Kwe. Thank you, Mr. Chair. Honourable committee members, I am honoured to be here. I am here on behalf of the Assembly of First Nations, representing the region of Nova Scotia and Newfoundland.
I would like to begin by stating that it is beyond the scope and mandate of this committee to provide any definition of legal concepts such as what is a moderate livelihood or a livelihood fishery. To do so would be to undermine the nation-to-nation negotiations currently undertaken between the Mi'kmaq and the federal government. Rather, I believe the primary purpose of this hearing is to educate you, the leadership of this country, on some issues and perspectives that the Mi'kmaq are currently facing. To do so in five minutes or less will be a challenging task.
To begin, by way of background, we as Mi'kmaq have a long history within our traditional territory. We have our own creation story. We have legends that speak to a time when the ice started to walk on the land. Before the arrival of Europeans, we existed as independent nations governed by our own customs, values and traditions. As such, we have aboriginal and treaty rights that have been recognized and affirmed by the highest law, the Constitution, and the highest court, the Supreme Court of Canada, in this country.

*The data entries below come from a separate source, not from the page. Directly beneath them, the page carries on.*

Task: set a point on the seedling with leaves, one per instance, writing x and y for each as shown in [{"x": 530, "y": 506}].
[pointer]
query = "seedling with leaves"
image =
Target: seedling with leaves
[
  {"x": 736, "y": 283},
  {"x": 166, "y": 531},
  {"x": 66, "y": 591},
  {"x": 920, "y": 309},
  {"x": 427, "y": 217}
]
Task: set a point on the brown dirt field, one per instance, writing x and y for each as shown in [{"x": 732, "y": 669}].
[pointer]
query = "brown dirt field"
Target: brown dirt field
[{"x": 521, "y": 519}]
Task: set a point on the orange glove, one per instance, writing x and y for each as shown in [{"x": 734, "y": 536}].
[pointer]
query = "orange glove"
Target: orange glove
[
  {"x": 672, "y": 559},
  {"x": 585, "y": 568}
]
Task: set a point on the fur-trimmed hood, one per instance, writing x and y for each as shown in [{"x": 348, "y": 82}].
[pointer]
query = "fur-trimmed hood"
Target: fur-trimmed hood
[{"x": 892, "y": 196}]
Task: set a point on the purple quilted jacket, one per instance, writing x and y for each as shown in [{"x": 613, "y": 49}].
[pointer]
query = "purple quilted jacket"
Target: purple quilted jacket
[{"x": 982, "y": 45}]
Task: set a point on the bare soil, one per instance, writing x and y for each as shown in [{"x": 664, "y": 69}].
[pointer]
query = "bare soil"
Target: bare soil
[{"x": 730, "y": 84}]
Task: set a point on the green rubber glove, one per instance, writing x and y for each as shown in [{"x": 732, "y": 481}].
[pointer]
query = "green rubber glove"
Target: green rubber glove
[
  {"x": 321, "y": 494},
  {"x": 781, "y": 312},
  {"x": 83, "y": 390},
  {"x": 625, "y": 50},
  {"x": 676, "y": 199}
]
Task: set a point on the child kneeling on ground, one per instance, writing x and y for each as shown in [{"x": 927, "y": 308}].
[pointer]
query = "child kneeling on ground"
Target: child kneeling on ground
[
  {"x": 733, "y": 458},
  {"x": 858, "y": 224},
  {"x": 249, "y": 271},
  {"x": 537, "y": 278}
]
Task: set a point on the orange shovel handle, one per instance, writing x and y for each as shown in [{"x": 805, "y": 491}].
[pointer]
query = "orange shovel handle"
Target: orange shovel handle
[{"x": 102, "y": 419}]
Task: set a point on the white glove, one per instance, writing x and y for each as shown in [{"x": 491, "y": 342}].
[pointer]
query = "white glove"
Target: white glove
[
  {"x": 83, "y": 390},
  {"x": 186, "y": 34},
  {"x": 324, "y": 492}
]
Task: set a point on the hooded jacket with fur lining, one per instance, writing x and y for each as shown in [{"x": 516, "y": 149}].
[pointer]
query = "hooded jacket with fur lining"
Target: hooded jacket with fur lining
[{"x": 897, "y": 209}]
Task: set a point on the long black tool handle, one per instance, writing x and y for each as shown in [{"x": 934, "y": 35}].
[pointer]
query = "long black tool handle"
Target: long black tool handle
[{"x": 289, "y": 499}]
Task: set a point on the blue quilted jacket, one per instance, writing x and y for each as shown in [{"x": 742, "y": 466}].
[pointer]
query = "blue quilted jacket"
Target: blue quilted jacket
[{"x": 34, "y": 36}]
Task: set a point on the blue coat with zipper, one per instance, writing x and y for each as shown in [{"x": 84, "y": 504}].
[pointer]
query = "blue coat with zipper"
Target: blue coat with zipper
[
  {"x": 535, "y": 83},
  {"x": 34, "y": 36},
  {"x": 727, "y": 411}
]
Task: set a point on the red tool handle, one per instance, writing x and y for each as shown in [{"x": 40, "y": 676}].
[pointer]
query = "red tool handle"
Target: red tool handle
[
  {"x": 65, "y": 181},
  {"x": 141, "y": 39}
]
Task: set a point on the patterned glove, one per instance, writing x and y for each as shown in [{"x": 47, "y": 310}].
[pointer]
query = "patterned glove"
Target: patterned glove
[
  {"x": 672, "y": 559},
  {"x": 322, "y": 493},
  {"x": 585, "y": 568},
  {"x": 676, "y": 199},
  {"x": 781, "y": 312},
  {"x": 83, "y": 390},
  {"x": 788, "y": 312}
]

A national chief once said that for a first nation to gain recognition of rights, three aspects need to be employed: direct action, dedication, and consultation and negotiation. For each of these, different people step forward and take on a specific role and responsibility.
Through many decades, the Mi'kmaq have gone through this cycle of direct action and litigation. It is within the last two decades that the Mi'kmaq of Nova Scotia have undertaken negotiations in a unified manner with the federal and provincial governments. As Mi'kmaq, we have our warriors, those on the front lines who take matters into their own hands in the face of injustice, people like Gabriel Sylliboy, James Matthew Simon, David Denny, John Paul and Tom Sylliboy, as well as Donald Marshall, Jr. and many others.
In order to create a law as aboriginal people, we have to break a law that is unjust in the first instance. Litigation often places the obligation of aboriginal and treaty law against provincial and federal law at the highest level, the Constitution of Canada.
I'll say a bit about the political landscape. We have salmon rights in Quebec in 1981, Denny, Paul and Sylliboy charges; in 1987, the royal commission report on the wrongful conviction of Donald Marshall, Jr.; in 1989, the Nova Scotia Court of Appeal in Denny, Paul, and Sylliboy, following with Sparrow; AFS agreements; Donald Marshall being charged in 1993; the Supreme Court of Canada's decision and the reaction in Burnt Church; we have, in 1999 and 2000, the Marshall agreements; also the made-in-Nova Scotia process in 2002, followed by rights reconciliation agreements in 2017.
Important to this is the rule of law, which provides, within the Constitution, in section 52, that:
(1) The Constitution of Canada is the supreme law of Canada, and any law that is inconsistent with the provisions of the Constitution is, to the extent of the inconsistency, of no force or effect.
All laws must trace their roots back to the Constitution.
To negotiate aboriginal and treaty rights, a government typically conducts its negotiations through a mandate from Canada. It was a rude awakening for me to realize that just because you have an aboriginal and treaty right it does not mean that the government will honour or uphold that right. In other words, there is no mechanism to force governments to honour the laws of this land.
You may ask how I know this.
I know this because Paqntkek and Bear River first nations here in Nova Scotia have been waiting 30 years for a mandate from Sparrow, an aboriginal right to fish, and 21 years for a mandate from Marshall for a livelihood fishery. What is endemic within the federal government in Sparrow through Marshall and still today is negotiation without recognition.
You might be thinking, “How can this happen?” Well, it's quite simple. You have a government official who says, “We don't have a mandate to talk about your rights, but here is an agreement. There is simply no other option.” How does government achieve this? They go band by band.
Still worse are the supposed rights by conciliation agreements of 2017. These agreements provide money to first nations to purchase access in the fishery under DFO rules. In return, first nations have to agree to suspend the practice of their rights for 10 years.
Negotiation without recognition, or access without self-government, is the status quo and default position of the federal government.